Between bleeding and thrombosis is a precarious state of fluidity wherein blood cells zip about, suspended and contained in plasma, a complex elixir of proteins.
Under circumstances both normal and pathologic, the blood is called upon to clot. In such a case, plasma interacts with it’s cellular milieu, triggering a cascading waterfall of serial enzymatic changes that activate clotting factors, terminating in a mesh of fibrin gel and platelets.
The resultant clot can be a life saving response to a penetrating injury, a nuisance if small and in a leg vein, or quickly deadly if lodged in the lung vasculature. In any case, the deep vain thrombosis (DVT) is common and we would expect there to be some record of historical observations. And so there is.
Some would date the earliest description of DVT to the Sushruta Samhita, a Sanskrit text of ancient Indian Ayurvedic medicine, written some 2500 hundred years ago.

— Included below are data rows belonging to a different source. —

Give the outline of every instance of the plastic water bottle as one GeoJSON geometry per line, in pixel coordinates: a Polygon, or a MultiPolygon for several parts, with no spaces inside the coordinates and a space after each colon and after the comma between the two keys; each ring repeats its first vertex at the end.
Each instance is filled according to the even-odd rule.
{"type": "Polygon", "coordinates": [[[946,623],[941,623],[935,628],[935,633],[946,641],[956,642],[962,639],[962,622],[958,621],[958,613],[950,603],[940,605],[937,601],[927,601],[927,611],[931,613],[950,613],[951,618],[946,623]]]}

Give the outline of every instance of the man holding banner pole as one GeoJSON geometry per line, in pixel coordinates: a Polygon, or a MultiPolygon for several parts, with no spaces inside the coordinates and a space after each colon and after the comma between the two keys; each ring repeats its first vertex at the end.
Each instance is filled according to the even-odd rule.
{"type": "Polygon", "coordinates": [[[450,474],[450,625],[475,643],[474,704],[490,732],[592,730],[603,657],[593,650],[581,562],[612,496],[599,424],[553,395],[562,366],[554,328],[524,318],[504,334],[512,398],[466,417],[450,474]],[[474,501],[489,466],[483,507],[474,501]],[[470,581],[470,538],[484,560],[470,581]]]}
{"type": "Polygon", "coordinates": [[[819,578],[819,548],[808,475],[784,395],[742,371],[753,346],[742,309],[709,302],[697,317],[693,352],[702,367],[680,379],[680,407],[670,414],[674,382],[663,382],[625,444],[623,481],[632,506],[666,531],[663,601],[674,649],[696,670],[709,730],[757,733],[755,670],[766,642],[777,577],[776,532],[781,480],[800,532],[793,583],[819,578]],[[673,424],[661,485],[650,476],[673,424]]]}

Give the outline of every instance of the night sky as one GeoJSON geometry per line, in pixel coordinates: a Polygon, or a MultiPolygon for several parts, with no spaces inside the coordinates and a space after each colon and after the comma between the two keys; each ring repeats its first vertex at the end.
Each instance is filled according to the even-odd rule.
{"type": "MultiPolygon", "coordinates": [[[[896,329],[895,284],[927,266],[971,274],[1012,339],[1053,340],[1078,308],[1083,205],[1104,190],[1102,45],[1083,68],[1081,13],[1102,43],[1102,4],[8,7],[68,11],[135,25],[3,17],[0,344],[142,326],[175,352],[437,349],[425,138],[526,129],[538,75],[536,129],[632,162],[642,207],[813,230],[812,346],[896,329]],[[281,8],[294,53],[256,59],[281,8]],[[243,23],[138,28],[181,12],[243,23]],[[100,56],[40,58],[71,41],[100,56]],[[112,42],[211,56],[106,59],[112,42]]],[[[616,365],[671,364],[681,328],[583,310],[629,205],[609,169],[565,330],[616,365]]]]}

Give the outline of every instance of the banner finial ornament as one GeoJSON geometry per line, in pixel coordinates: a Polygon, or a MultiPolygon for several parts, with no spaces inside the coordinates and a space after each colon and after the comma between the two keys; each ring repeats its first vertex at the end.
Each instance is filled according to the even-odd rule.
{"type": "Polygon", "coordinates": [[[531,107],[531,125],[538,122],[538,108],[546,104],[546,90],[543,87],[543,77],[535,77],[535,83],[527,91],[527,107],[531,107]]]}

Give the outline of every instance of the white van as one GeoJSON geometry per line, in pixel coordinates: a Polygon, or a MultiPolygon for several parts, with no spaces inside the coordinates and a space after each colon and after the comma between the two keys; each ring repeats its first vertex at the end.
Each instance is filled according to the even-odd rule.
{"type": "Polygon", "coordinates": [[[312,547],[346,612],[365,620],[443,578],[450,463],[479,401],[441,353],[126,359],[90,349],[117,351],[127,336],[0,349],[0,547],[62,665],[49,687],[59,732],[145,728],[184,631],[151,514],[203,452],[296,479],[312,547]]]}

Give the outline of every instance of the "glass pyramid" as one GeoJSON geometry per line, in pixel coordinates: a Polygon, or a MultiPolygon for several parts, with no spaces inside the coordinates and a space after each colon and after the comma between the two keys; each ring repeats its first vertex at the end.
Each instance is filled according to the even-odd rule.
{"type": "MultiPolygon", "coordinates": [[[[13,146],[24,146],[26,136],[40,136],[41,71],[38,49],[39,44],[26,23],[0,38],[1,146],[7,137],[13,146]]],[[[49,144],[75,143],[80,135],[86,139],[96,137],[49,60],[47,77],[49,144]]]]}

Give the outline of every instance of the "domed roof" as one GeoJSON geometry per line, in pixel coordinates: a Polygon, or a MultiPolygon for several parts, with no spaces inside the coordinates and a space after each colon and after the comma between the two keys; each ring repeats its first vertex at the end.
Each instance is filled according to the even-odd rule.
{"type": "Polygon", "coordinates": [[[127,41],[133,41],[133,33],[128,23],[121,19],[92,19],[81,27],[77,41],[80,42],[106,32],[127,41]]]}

And Avicenna (see earlier post) most certainly was dealing with DVT when he discussed ‘particle migration’ during vein surgery, suggesting the process of embolization.
The Miracle of St. Louis
However, a more colorful description comes from Europe in the Middle Ages. This story concerns a 20-year old Norman cobbler and was described in The Life and Miracles of Saint Louis by Guillaume de Saint Pathus. In 1271, the cobbler, Raoul, sought out the surgeon Henri de Perche. He had pain and swelling from calf to thigh. Advised to wait, he got worse. The leg had ulcered by the time Raoul visited the shrine of St. Eloi, where he received no benefit.
He next went to the tomb of King Saint Louis, prayed, and collected dust to apply to his ulcer. Healing ensued and a miracle proclaimed. This story and a exhaustive history of DVT by Galanaud et al. They note that the signs and symptoms of DVT are not identifiable in the works or Hippocrates nor Galen.
Jesus on the Cross
The Galanaud paper also gives a nod to the historical speculations concerning the death of Jesus. A recent eruption of medical controversy was played out in the pages of the Journal of Thrombosis and Haemostasis. Brenner, the director of an academic thrombosis and hemostasis unit in Israel asked “Did Jesus Christ die of pulmonary embolism?” He suggests “yes”, based on a review of the secondary sources in the New Testament concerning the crucifixion of Christ in particular and what is known more reliably about the Roman methods of torture.
He accumulates all the factors that suggest a fatal pulmonary embolism as cause of death: a non-lethal amount of blood loss expected from whipping, dehydration from the forced walk and sun exposure, release of procoagulant tissue factor from nailing of hands and feet, stasis from immobilization, and a plausible possibility that Jesus had one of the thrombophilic mutations prevalent around Galilee (factor V Leiden and prothrombin mutation).
The spear thrust to the chest was delivered after death. An additional gruesome contributory factor, delivered to the two thieves but not to Jesus, was the Roman practice of fracturing the legs of the victims, which the knew to precipitate death. They did not know that thrombus and fat embolization mediated the desired effect. The ensuing letters speculate further about rhabdomyolysis, hemothorax.
This brings us to the Rudolph Ludwig Carl Virchow (1821-1902): the “Father of Modern Pathology”, the “Pope of Medicine”. His interests in medicine and anthropology made him a leader in science and politics. Given the scope and magnitude of his achievements we can overlook the fact that he did not embrace Darwinism nor the germ theory of disease.
As to the topic at hand, Virchow proceeded from autopsy observations that suggested an association between lower extremity thrombus and lung clots to conducting experiments designed to deduce the conditions that lead to thrombus and embolism (both terms coined by him). Hence we now have the famous Virchow’s Triad: Stasis, Endothelial Injury, and Hypercoagulability.
In politics he was no less active or important. He was a nemesis of none other then Chancellor of Germany Otto von Bismarck and challenged by him to a duel (not carried out). He had concrete social views (like opposing Bismarck’s military budget) and sweeping social concepts, proclaiming the “Medicine is a social science, and politics nothing but medicine at a larger scale.”
This notion was no more aptly applied that when John Dean said to Richard Nixon in 1973, discussing the corruption in the White House: “We have a cancer--within, close to the Presidency, that's growing. It's growing daily. It's compounding, it grows geometrically…“ And so it is, forty four years later, cancer still afflicts bodies, both corporeal and politic.